Hartford Life & Accident Insurance Co. convinced the First Circuit that neither state law nor ERISA excused a doctor’s late-filed administrative appeal.
New Hampshire’s “notice-prejudice” rule—which makes it harder for insurers to deny late-filed claims—doesn’t apply to benefit claims under the Employee Retirement Income Security Act, the U.S. Court of Appeals for the First Circuit held Feb. 20. The court followed decisions of the Seventh and Ninth circuits, adding that “no federal court has applied any state’s common law notice-prejudice rule” to a late-filed appeal made to an ERISA plan.
The doctor also cited ERISA’s substantial compliance doctrine—which excuses an insurer’s failure to strictly follow the statute’s notice requirements if certain conditions are met—as a justification for her two-month delay in challenging Hartford’s benefit denial. The First Circuit again followed the Seventh Circuit to hold that this doctrine can excuse missteps by insurers, but not plan beneficiaries.
The substantial compliance doctrine is aimed at ensuring “fair and prompt” enforcement of ERISA rights, the court said. This goal would be frustrated by applying the doctrine to excuse late-filed appeals, the court said.
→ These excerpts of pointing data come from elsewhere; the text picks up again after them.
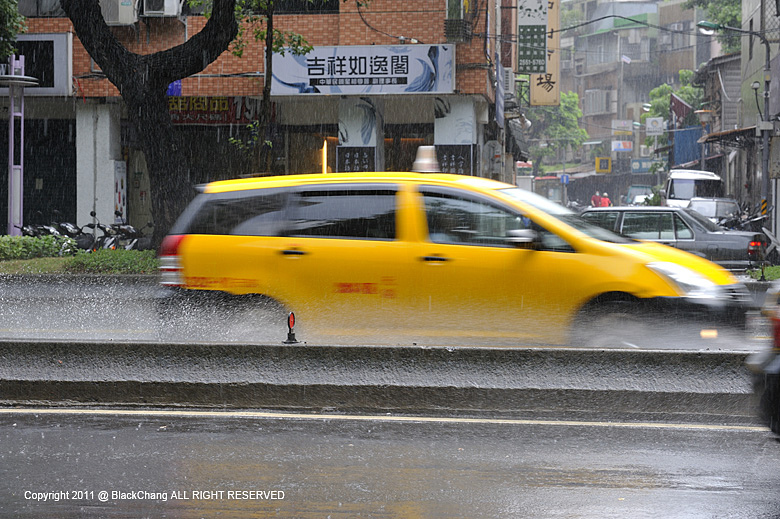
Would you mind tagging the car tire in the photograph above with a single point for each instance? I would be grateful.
(610, 324)
(770, 402)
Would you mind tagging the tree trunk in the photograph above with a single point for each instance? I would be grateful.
(142, 81)
(266, 122)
The First Circuit’s opinion didn’t consider a question raised in the doctor’s initial lawsuit: whether the Americans with Disabilities Act bars disability plans from offering different benefit levels for disabilities caused by mental and physical ailments. According to the doctor, the First Circuit in 2015 left open the possibility that the ADA could be violated by different benefit levels. A majority of circuits—Second, Third, Fourth, Sixth, Seventh, Ninth, and Tenth circuits—have held otherwise.
The district court followed the majority position and rejected the doctor’s argument. She didn’t challenge this ruling on appeal.
Judge Sandra L. Lynch wrote the decision. Judges O. Rogeriee Thompson and David J. Barron joined.
Jonathan M. Feigenbaum represented the doctor. Ogletree Deakins Nash Smoak & Stewart PC represented Hartford.
The case is Fortier v. Hartford Life & Accident Ins. Co., 2019 BL 55547, 1st Cir., No. 18-1752, 2/20/19.